Perhaps just as revealing as Akin's stubborn guff is the comments in the linked article. As it predictably devolves into what Akin supposedly means, when it is perfectly clear to anyone who can actually read, the real point gets lost in the shuffle. The real point is that Akin's implications are multiple, and all of them are indefensible.

Akin's use of the phrase "legitimate rape", coupled with other comments of his, insinuate pretty clearly that he believes, though he provides no evidence or proof, either that rape must be violent to be "legitimate", or that some number of reported rapes are exaggerated by the victims. In fact, he appears to believe both of those things to some extent, though again he indicates no evidentiary knowledge of either one.

The assertion of the female body having mechanisms to shut down pregnancy as a biological response to violent rape, is perhaps one of the dumbest things ever to be uttered by a supposedly sentient human being. It betrays a complete lack of knowledge of history, particularly the history of warfare, where rape has been routinely used as a tool of war and conquest. One of the primary reasons we got involved in the Balkans in the late '90s, in addition to the Srebrenica massacre, was the widespread allegations of mass rape by military personnel. Again, rape has historically been the norm for conquering troops, as the easiest and quickest way to change the demographics of a conquered region.

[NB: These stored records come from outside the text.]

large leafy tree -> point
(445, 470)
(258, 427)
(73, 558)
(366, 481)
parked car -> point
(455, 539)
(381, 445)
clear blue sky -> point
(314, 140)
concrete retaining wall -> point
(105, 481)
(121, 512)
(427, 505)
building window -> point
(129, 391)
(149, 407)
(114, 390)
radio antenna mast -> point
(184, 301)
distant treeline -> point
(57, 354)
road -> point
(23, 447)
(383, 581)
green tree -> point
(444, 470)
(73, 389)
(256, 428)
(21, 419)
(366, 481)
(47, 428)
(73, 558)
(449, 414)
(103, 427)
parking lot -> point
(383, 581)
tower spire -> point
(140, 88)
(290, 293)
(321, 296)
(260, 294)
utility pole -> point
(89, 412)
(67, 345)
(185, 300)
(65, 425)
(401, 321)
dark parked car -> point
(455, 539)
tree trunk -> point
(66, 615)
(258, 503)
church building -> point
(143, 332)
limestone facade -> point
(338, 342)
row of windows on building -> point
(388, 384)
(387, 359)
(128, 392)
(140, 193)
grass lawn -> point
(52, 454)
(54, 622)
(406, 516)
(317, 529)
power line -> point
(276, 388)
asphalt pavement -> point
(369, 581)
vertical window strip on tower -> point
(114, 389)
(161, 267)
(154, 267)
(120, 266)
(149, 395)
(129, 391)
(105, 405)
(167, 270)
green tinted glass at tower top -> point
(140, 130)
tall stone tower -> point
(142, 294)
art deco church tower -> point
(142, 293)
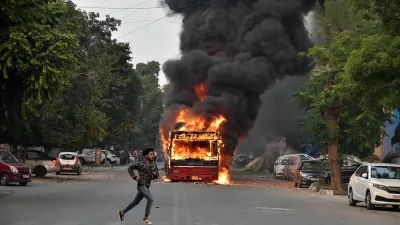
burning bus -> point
(193, 155)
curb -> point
(5, 193)
(325, 192)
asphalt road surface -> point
(97, 203)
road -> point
(97, 202)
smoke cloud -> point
(238, 49)
(279, 117)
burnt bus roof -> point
(195, 135)
(193, 132)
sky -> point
(150, 34)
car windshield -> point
(7, 157)
(67, 156)
(385, 172)
(311, 166)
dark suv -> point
(11, 170)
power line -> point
(148, 24)
(152, 7)
(138, 21)
(134, 12)
(132, 6)
(156, 20)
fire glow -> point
(197, 149)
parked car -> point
(284, 162)
(40, 162)
(279, 167)
(375, 184)
(87, 156)
(13, 171)
(308, 172)
(124, 157)
(69, 163)
(292, 164)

More specifically, the statistical incidence of pregnancies resulting from rape is significant, and would seem to belie Akin's assertion of biological shutdown mechanisms. One would think that if it were that simple, there would be fewer than 32,000+ pregnancies per year resulting from rape. Maybe the mechanisms are broken; whatever the case, if they are not 100% infallible, one must ask if women -- adult women with their own identity and agency and rights, mind you -- can be trusted with the responsibility over their own reproductive health.

I don't have much patience with "civil" commenters such as "Hank" in the Politico comments, disingenuous tools who lament the callous incivility of intellectually dishonest liberals in practically the same breath as they launch some tired shot at Bill Clinton. Fine, Clinton was a cad and a dick, and his treatment of women has been execrable. That has no effect on the fact that Todd Akin is either a vicious liar, or an impossibly stupid person who has no business anywhere near a position of responsibility.

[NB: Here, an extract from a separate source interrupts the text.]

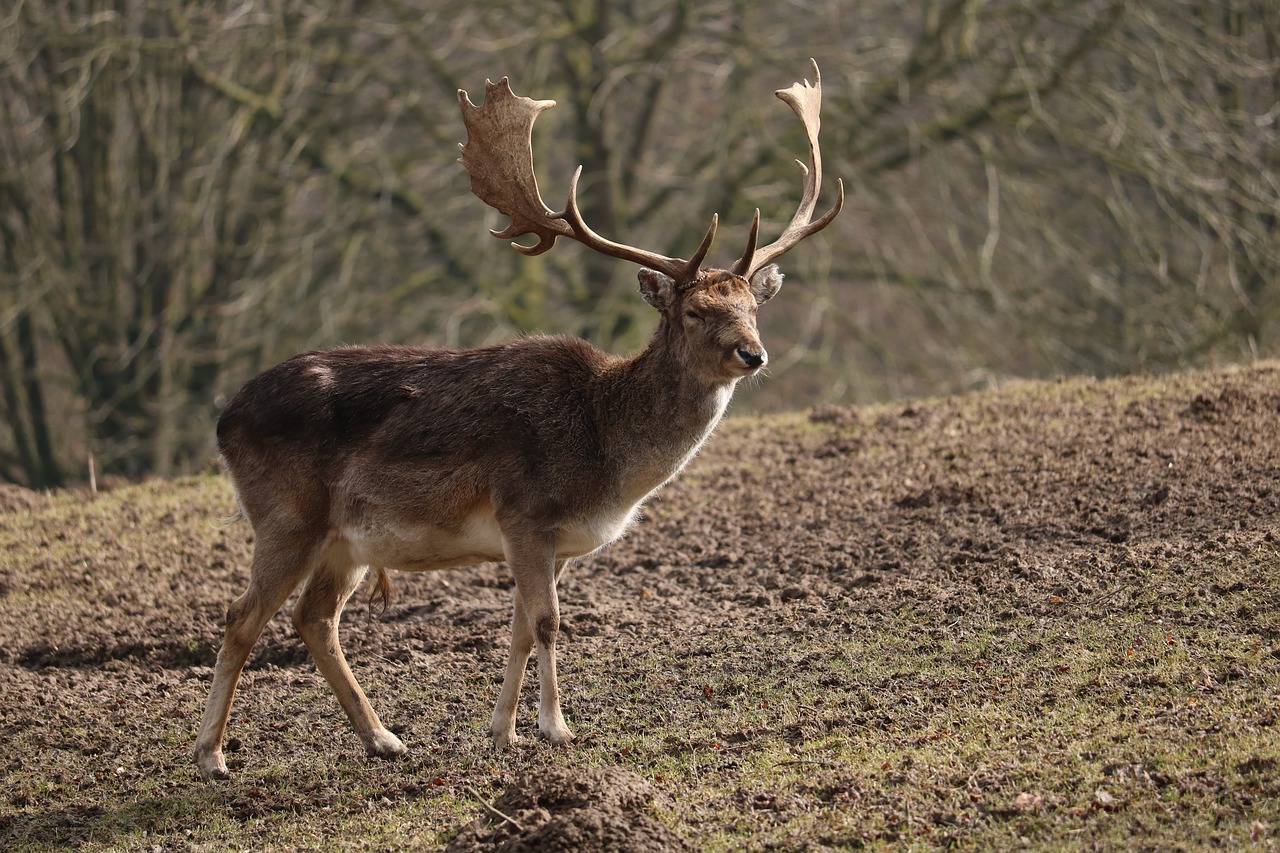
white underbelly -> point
(426, 547)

But the real issue here, as always, is control over the sex lives of women. Let's put it out there right now -- if any of this touched on the sex lives of men, there would be no debate, real or contrived. That shit is settled. Nobody tells us where or when to put our cocks. But somehow this bullshit persists over what women can or can't do with their junk. I think the main difference is that there are actually other women who assist in these stupid battles, where you would never find a man who would participate in repressing -- or even affecting, even a little bit -- our right to do what the fuck we want.

It takes a dickhead like Todd Akin to crystallize these nonsensical attempts to control the reproductive activities of women, but it is only with the active or passive acquiescence of other women that any of this stuff gains any traction. We can't do it without you, ladies.